Паутина и скала — страница 62 из 140

И все же этот разлагающийся мозг сумел восстать из своего угасающего младенчества, обрести на время живость и проницательность, создать судно!

Судно являлось символом национальной гордости, громадной пантерой моря, горделивой быстрой кошкой Италии. Двигатели его, правда, были шведскими. Обшивку выковали из британской стали на Клайде. Надстройку сработали шотландцы. Спроектировал его немец. Трубопроводы были американскими. И все прочее — роскошная драпировка, стенные росписи, великолепная часовня, где служили святую мессу, китайский зал, где пили спиртное, ренессансный зал, где пили и курили, помпейский зал, где танцевали, английский ресторан, обшитый дубовыми панелями и увешанный спортивными эстампами, — являлось произведениями искусства многих народов, однако судно, бесспорно, было итальянским.

Судно было мощным. Капитан, команда и пассажиры ежедневно вели учет его свершений. Бурно радовались его скорости. Гордились его стойкостью. Наблюдали, как оно гордо вздымается на волнах в гармоничном ритме. Судно было их любовью, их радостью, они обожали его. Члены командного состава расхаживали по его палубам, разговаривая негромкими возбужденными голосами. Иногда пассажиры видели, как они, жестикулируя, оживленно спорили, потом умолкали, вновь оглядывали судно и продолжали спор с еще большей горячностью и гордостью.

Судно стремительно шло вперед сквозь шторм, по-кошачьи подрагивая. Они наблюдали, как оно зарывается в огромные волны. Видели, как пенистый девятый вал перекатывается по его носу, обдавая палубы тучами хлещущих, словно плети, брызг.

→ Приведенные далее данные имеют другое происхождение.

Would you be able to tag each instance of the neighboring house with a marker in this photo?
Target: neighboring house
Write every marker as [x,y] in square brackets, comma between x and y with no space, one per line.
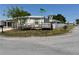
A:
[33,21]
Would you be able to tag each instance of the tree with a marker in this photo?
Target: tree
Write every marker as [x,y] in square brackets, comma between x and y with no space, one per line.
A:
[42,11]
[77,21]
[60,18]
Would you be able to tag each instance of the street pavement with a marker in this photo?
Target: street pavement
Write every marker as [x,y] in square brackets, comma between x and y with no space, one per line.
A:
[66,44]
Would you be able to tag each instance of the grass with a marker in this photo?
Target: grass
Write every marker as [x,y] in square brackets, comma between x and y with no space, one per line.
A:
[27,33]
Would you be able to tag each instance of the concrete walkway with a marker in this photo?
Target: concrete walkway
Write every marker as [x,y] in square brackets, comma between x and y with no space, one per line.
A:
[53,45]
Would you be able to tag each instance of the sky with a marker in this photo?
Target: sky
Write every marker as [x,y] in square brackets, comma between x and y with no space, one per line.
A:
[70,11]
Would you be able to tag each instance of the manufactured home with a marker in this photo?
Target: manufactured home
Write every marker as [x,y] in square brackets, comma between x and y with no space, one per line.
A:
[33,22]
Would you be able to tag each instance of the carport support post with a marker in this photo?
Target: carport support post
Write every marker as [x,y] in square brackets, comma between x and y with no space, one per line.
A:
[51,26]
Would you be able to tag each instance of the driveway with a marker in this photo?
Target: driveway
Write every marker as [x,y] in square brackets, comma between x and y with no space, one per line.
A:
[67,44]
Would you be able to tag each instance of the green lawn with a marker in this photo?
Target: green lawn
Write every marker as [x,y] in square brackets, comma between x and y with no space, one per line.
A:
[26,33]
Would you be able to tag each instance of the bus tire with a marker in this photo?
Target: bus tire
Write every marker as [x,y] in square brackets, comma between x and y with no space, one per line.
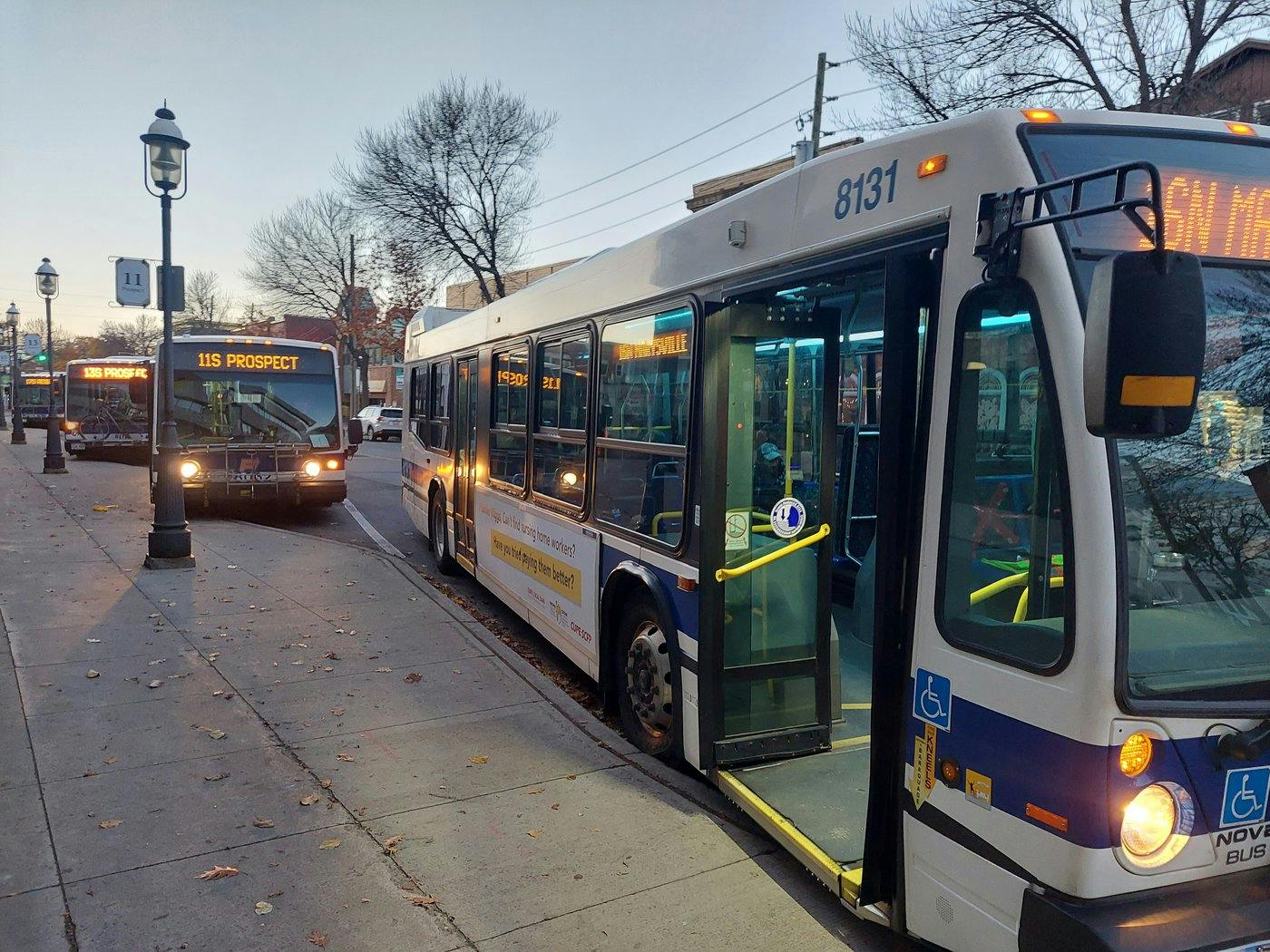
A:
[438,541]
[644,678]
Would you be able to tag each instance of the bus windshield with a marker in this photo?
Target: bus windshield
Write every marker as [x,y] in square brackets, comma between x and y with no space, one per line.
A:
[1197,507]
[218,406]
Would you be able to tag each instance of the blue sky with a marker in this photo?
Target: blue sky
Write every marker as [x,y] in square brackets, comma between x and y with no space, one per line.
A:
[270,95]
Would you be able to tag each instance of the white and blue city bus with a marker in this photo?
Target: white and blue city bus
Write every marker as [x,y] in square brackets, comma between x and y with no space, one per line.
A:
[258,419]
[108,403]
[986,647]
[34,395]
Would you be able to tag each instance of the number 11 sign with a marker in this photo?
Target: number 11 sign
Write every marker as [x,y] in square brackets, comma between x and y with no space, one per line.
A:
[132,282]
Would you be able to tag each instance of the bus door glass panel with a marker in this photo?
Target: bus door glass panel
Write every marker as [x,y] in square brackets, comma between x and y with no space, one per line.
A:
[1005,580]
[775,617]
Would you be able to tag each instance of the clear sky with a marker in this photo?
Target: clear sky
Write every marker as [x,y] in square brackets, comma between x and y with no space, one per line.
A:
[272,92]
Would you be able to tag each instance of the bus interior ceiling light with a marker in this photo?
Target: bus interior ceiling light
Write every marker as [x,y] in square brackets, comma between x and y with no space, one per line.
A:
[933,165]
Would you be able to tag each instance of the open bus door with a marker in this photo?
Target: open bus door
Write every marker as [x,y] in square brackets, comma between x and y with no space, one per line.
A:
[806,681]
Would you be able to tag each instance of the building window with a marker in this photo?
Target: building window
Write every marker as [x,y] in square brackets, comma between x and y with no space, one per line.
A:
[438,403]
[561,437]
[641,434]
[508,418]
[1005,580]
[419,403]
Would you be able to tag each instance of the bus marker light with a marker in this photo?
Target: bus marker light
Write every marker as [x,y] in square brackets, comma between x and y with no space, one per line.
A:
[1136,754]
[933,167]
[1045,816]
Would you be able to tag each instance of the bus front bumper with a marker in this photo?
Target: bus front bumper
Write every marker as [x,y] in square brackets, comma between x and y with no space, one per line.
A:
[1227,913]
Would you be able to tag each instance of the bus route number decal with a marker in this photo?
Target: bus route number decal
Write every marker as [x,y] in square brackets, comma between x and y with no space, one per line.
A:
[866,190]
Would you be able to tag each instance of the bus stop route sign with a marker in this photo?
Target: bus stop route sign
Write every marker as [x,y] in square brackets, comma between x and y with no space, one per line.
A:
[132,282]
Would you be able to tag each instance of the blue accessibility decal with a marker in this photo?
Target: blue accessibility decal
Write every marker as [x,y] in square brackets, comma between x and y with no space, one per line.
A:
[1247,792]
[933,700]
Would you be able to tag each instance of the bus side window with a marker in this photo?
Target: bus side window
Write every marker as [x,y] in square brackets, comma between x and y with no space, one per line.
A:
[419,403]
[508,418]
[438,432]
[641,435]
[561,441]
[1005,584]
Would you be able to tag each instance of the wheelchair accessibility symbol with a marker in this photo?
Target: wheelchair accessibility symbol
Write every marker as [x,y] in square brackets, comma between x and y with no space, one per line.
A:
[933,700]
[1247,792]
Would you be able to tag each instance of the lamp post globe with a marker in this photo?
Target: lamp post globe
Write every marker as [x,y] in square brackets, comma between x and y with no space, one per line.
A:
[169,543]
[47,283]
[10,317]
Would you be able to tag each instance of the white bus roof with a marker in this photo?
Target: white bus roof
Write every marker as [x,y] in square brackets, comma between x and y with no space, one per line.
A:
[785,219]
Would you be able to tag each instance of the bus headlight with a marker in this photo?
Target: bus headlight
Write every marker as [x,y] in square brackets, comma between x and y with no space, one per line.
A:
[1156,824]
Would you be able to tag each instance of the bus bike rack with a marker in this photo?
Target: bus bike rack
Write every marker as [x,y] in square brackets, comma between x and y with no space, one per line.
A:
[1003,216]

Чувствовали, как судно замедляет ход перед тем, как зарыться, или поднимается с гордо задранным носом, с которого стекает вода. Потом тысяча тонн воды снова обрушивалась на обшивку, судно содрогалось, словно боксер от удара по корпусу, потом успокаивалось и вновь устремлялось в безбрежную сумятицу моря и неба, осаждавших его, словно воющий зверь. Не было расстояния, не было горизонта; была только завывающая сумятица неба и моря, в которой судно, словно некая враждебная ей сила, вело борьбу — в аду вод, которые бурлили, пенились, бросали его в глубокие впадины и жутко обрушивались на него с громадных высот, возносили на альпийские вершины волн, а затем со скоростью курьерского поезда опускались под ним, словно вселенная лишалась дна, и море устремлялось в пустоту. Вода была густой, зеленой, с шипящими пеленами пены, а в отдалении — серо-черной, холодной, зловещей, гребни волн взрывались бурлящей белизной. Тучи были густыми, серыми и мглисто смыкались с морем в бурной, свирепой стихии.

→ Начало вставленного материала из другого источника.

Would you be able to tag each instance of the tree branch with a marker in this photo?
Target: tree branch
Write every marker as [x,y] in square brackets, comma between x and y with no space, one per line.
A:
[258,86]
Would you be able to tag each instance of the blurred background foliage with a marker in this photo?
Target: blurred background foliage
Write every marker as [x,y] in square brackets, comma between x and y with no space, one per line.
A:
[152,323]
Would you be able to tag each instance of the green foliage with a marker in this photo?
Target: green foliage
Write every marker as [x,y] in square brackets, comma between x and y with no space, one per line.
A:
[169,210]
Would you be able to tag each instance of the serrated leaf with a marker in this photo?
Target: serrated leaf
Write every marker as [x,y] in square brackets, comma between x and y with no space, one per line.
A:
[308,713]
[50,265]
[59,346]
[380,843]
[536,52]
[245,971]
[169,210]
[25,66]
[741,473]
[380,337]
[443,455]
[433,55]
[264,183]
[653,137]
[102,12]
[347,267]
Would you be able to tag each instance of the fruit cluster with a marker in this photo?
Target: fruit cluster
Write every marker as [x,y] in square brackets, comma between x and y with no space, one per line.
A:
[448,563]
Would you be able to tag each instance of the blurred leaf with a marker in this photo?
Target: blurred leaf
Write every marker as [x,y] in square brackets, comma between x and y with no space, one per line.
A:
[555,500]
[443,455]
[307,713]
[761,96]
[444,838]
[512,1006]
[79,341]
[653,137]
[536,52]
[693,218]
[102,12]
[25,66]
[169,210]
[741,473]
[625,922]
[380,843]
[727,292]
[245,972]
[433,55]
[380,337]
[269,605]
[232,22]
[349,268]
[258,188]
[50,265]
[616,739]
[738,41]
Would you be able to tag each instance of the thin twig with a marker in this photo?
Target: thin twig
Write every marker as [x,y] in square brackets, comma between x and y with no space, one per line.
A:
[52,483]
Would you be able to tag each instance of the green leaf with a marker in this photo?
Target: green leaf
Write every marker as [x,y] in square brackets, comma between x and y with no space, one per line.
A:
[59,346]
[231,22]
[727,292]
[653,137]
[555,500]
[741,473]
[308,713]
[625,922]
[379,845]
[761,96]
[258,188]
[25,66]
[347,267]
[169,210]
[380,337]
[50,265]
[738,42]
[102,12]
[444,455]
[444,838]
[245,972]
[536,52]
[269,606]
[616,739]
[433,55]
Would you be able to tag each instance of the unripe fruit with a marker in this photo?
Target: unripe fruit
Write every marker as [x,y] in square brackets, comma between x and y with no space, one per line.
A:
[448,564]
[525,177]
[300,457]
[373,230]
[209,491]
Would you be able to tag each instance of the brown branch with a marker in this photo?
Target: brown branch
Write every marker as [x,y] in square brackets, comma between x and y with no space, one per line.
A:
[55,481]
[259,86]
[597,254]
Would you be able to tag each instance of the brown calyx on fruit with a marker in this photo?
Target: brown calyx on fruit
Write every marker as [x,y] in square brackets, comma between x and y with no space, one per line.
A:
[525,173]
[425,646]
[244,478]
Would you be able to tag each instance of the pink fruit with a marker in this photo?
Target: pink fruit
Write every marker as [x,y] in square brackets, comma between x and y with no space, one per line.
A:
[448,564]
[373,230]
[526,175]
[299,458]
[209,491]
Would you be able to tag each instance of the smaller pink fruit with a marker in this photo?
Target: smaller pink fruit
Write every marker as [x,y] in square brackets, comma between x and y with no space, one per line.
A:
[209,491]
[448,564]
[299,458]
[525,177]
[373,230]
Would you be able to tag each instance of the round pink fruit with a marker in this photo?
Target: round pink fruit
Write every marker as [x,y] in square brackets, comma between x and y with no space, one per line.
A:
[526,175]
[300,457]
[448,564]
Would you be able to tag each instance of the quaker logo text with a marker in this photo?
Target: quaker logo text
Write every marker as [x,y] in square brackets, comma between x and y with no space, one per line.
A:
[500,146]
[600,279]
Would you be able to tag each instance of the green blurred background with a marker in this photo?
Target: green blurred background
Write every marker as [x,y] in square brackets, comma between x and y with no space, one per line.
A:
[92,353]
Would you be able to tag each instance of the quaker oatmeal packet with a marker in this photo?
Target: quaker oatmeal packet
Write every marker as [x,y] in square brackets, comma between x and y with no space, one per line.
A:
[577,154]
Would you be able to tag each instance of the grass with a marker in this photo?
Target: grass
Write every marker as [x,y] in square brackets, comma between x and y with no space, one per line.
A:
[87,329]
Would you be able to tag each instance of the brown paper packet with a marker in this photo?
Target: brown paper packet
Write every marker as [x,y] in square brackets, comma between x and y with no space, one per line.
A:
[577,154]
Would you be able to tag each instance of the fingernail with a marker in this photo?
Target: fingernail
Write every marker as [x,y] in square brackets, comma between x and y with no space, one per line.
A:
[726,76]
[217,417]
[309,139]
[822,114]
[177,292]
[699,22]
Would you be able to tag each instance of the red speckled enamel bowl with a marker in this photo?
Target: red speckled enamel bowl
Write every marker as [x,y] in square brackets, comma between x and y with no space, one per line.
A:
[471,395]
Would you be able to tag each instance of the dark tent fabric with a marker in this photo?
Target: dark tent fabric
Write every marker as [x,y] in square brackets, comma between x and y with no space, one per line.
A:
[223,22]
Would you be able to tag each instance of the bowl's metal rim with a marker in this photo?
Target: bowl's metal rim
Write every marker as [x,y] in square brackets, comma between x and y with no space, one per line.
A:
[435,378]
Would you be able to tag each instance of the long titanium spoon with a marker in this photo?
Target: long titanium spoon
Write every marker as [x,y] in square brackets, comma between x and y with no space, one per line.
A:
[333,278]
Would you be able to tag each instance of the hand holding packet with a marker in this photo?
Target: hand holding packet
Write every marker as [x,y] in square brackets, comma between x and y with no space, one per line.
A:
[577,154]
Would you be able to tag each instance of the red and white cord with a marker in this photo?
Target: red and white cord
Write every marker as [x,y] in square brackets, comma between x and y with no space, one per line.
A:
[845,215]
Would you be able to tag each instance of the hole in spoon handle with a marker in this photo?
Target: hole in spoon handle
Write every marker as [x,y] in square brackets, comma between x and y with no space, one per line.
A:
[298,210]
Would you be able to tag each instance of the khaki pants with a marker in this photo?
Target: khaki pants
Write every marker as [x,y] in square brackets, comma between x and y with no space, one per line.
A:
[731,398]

По мере того как день шел за днем, буйство и ярость шторма нарастали, подгоняемое им судно ускоряло ход, великолепно выдерживая первое испытание, превосходя себя; подавленное, нервозное настроение комсостава сменилось откровенным ликованием. Среди членов его раздавались внезапные взрывы громкого смеха. На бурное море они стали смотреть с надменным равнодушием. Когда пассажиры спрашивали их о погоде, они притворялись спокойно-беззаботными: а, ничего особенного; слегка штормит, но хотелось бы настоящей бури, дабы судно могло показать, на что способно.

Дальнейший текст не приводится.